Далеко же я забрел от деревни прочь, пешком ежели — как раз поспею вернуться к закату. Эх, а рыбка белая, рыбка жареная, небось, ждет меня, дожидается… И к моему возвращению остынет наверняка, несмотря на все Кавотины старания сохранить в ней тепло… Я Кавоте строго настрого запретил подправлять пищу кухонными заклятьями, и она ослушаться не посмеет: уже научилась отличать настоящую мою сердитость от притворной. А вновь разогревать — это уже совсем не то, это уже не искусство… Уберу и чуть теплую, за милую душу, я не прихотлив. Вязигу высосу из костей, всенепременно. А жрать-то как хочется! Ладно, быть по сему: опять же, в силу моей неприхотливости и упрямства, доберусь я до деревни человеческим способом, а именно пешком, совмещу обед и ужин; скромная дневная трапеза начнется с запозданием и плавно перерастет в буйный пьяный вечер с большим количеством гостей. Да будет так. Или я деревенских обычаев не знаю??? Знаю, но увы, точно так же провижу заранее, что гости все, или почти все, будут сплошь мужчины средних лет… Ох, женщины: где вы, где вы, бабы и девы!? Может быть, кто из пожилых и подастся на домашние уговоры да зудёж, и приведет с собою супругу, такую же старую, как и он сам, уже черствую и непривлекательную… Но чтобы замужних молодок в вертеп допустили — ни за что! Всяк из женатых на чужое зарится, а свое под замком хранит! А паче того — юных незамужних девиц берегут от дурного грязноязыкого общества, в которое по вечерам превращаются их отцы, братья, дядья и деды, когда они собираются вместе, подальше от жен, поближе к кувшинам и кубкам… И этим вход заказан. Даже нестарая вдовица, истомленная одиночеством и мужским невниманием, не посмеет явиться вечером в деревенский трактир, где заезжий ратник выкатывает мужикам угощение, где дым коромыслом а горе веревочкой — на другой день позора не оберешься. Даже неженатой молодежи мужеского полу непозволительно, неуместно появляться на подобных «вечеринках», вроде как с целью убережения их неокрепшей нравственности от пьяных разговоров и поступков. Женился, поставил собственное хозяйство, породил детей — милости просим: заходи, почтенный, участвуй в складчине, пей, блюй, ругайся, под стол вались, а пока — рано. Что ж, парни будут подслушивать и подглядывать в окна, вместе с подростками… Добро бы вечер сей совпал с каким-нибудь имперским, или деревенским празднеством — тогда было бы проще насчет женского полу, однако, нет нынче праздника, кроме как мною устроенного.

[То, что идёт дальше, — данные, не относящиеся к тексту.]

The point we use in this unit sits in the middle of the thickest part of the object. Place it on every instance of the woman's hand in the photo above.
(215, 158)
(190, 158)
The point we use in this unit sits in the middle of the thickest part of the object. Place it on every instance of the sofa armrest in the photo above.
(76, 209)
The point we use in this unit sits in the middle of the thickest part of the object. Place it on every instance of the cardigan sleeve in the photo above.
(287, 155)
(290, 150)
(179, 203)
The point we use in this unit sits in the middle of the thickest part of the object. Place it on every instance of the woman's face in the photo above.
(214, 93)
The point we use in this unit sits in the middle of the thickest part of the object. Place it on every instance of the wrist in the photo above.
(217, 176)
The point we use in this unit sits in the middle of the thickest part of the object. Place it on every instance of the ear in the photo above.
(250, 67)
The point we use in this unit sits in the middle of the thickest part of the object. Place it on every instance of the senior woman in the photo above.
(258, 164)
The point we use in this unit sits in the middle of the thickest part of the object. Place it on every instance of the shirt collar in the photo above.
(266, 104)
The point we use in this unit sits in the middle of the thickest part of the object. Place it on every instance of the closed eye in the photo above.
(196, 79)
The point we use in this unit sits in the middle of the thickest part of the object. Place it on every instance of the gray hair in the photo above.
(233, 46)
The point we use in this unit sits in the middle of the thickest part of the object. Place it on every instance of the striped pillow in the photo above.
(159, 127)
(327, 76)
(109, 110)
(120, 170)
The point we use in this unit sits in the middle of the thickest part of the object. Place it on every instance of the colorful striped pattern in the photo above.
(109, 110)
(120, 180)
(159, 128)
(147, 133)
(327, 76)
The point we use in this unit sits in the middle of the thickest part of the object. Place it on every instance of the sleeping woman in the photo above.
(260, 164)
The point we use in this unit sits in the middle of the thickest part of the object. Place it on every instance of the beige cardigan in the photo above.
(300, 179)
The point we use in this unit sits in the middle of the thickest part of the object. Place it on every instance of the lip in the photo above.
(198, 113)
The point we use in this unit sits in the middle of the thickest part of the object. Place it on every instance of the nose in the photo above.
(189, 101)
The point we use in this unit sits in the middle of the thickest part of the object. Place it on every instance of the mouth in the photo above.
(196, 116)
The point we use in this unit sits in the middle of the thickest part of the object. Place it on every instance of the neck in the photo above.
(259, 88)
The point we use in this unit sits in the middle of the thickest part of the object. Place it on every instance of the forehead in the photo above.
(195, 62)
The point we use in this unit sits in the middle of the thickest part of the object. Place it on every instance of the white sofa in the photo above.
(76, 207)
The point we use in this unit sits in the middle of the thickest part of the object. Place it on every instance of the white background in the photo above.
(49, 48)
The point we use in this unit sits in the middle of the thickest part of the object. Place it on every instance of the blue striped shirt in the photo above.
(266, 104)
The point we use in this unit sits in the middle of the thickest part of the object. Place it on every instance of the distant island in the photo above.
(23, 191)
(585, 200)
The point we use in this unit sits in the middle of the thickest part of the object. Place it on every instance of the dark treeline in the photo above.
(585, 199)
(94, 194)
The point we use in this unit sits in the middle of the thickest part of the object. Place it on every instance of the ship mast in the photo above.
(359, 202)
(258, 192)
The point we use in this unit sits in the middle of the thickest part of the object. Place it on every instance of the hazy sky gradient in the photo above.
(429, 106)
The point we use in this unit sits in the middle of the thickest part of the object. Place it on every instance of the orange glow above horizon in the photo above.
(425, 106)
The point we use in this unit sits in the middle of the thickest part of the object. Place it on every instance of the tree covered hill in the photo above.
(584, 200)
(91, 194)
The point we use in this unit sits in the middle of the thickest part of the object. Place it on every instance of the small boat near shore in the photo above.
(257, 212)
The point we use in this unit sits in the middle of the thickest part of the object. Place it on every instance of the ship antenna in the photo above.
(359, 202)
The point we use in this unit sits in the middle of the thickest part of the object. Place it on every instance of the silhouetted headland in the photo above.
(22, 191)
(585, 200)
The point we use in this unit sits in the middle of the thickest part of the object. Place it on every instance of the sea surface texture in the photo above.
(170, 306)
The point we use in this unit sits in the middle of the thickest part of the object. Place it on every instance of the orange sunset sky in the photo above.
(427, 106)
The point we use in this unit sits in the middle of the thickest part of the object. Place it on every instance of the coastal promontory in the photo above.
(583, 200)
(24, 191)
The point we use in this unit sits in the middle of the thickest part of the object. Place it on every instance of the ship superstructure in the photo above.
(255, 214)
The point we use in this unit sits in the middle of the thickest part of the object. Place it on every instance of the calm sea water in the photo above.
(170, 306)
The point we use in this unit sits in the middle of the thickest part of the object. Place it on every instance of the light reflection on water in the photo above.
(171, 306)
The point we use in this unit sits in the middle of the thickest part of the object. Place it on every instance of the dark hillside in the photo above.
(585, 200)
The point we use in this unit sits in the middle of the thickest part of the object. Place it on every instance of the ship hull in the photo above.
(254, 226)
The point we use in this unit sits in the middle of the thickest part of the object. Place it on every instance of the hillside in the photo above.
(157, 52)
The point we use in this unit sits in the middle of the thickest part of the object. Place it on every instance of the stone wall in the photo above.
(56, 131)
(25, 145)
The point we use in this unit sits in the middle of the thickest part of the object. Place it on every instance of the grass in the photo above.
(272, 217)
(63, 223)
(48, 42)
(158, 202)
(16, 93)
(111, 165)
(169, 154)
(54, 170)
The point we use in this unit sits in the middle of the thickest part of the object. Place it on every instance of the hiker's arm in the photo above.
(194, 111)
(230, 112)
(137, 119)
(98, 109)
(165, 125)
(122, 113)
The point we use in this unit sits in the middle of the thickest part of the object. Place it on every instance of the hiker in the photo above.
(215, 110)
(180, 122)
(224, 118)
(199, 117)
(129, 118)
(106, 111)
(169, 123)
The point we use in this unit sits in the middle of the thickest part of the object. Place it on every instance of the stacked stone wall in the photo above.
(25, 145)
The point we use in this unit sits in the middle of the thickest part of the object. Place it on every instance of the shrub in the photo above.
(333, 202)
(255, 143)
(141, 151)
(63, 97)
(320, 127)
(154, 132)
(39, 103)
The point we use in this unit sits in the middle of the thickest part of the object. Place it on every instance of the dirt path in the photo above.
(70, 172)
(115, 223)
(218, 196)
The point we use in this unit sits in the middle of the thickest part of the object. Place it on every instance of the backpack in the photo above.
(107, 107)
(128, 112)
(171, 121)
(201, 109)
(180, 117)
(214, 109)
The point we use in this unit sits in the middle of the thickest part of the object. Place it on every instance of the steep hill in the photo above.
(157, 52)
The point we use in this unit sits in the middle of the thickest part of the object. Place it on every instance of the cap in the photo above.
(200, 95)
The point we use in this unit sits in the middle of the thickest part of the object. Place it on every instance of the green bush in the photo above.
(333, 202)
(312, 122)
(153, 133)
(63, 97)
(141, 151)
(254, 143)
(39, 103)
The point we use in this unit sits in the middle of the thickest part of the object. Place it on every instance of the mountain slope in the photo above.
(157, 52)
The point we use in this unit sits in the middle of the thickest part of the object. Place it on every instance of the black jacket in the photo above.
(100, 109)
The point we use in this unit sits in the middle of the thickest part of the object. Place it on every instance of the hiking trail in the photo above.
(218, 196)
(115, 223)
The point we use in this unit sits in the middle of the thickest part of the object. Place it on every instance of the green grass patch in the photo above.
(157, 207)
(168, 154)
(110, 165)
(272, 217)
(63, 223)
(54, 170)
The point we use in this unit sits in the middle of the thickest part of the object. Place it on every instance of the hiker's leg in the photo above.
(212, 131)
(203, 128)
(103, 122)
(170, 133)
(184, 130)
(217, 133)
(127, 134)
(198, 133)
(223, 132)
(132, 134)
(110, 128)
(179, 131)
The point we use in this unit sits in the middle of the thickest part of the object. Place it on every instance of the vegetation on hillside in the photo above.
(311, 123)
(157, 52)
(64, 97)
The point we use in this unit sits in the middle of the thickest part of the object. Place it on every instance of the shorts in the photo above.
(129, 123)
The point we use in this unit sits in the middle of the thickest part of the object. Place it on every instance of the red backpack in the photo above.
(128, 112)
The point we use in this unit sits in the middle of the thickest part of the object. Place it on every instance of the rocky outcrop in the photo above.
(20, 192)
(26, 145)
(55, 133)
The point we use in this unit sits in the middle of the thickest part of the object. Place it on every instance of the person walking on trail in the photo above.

Встретили меня деревенские гости осторожным, но радостным гудом, шепотками:

— Пришел… А ну, как передумает угощать?

Не передумаю. Я окинул отеческим взором наполовину заполненный трактирный зал… Как стемнеет — еще гости подойдут, это всенепременно… тот же и деревенский жрец, без благословения которого неуместно приступать к пьянству и обжорству. О, и мой якобы десятник, глава местной дозорной стражи, здесь сидит. Что-то непохоже, что его, дворянина и воина, сюда привело дармовое угощеньице… В ответ на мой вопросительный взгляд, он дрогнул бритым лицом в четверть улыбки, и показал пальцем на свою столешницу, словно бы извиняясь. Угу: понимает меня как равного, а не как якобы простого ратника черную рубашку, которому никто бы не доверил пайзу столь высокого уровня, устроился в уголку просит не беспокоиться на его счет, не подтягивать к себе за главный стол, не обижаться… Ну и хорошо, сиди, служи, доглядывай, я только за, сударь Карои Лесай, он же якобы простой десятник Каро Илесай. Будь у меня совесть — она была бы совершенно чиста перед имперским властями, так что не о чем мне волноваться и беспокоиться.

— Кавотя!

Хоть и вперевалку, а шевелится быстро, утка старая! Пок, пок — и она уже передо мной, как лист перед травой.

— Здеся я, сиятельный господин Зиэль!

— Просто господин Зиэль.

— А… прощения просим. Вот она я, господин Зиэль! Все на полном ходу, все уже приготовлено почти что, все, как вами велено… А рыбка-то уже остывши, виновата!

— Ничего, я ею буду кабанчика заедать. Что-то, по запаху судя, маловат кабанчик?

— Не-е-ет! Да нет же, сият… господин Зиэль! Такого нашла, что вертел вот-вот переломится, не кабан — а цельный цуцырь! А сала на нем — вон сколько! — Кавотя потрясла перед моим носом пухлой ладошкой, глаза гордостью светятся за свои свершения, в жирных щеках счастье лоснится — жизнь-то уж больно хороша, когда постояльцы столь щедры и богаты…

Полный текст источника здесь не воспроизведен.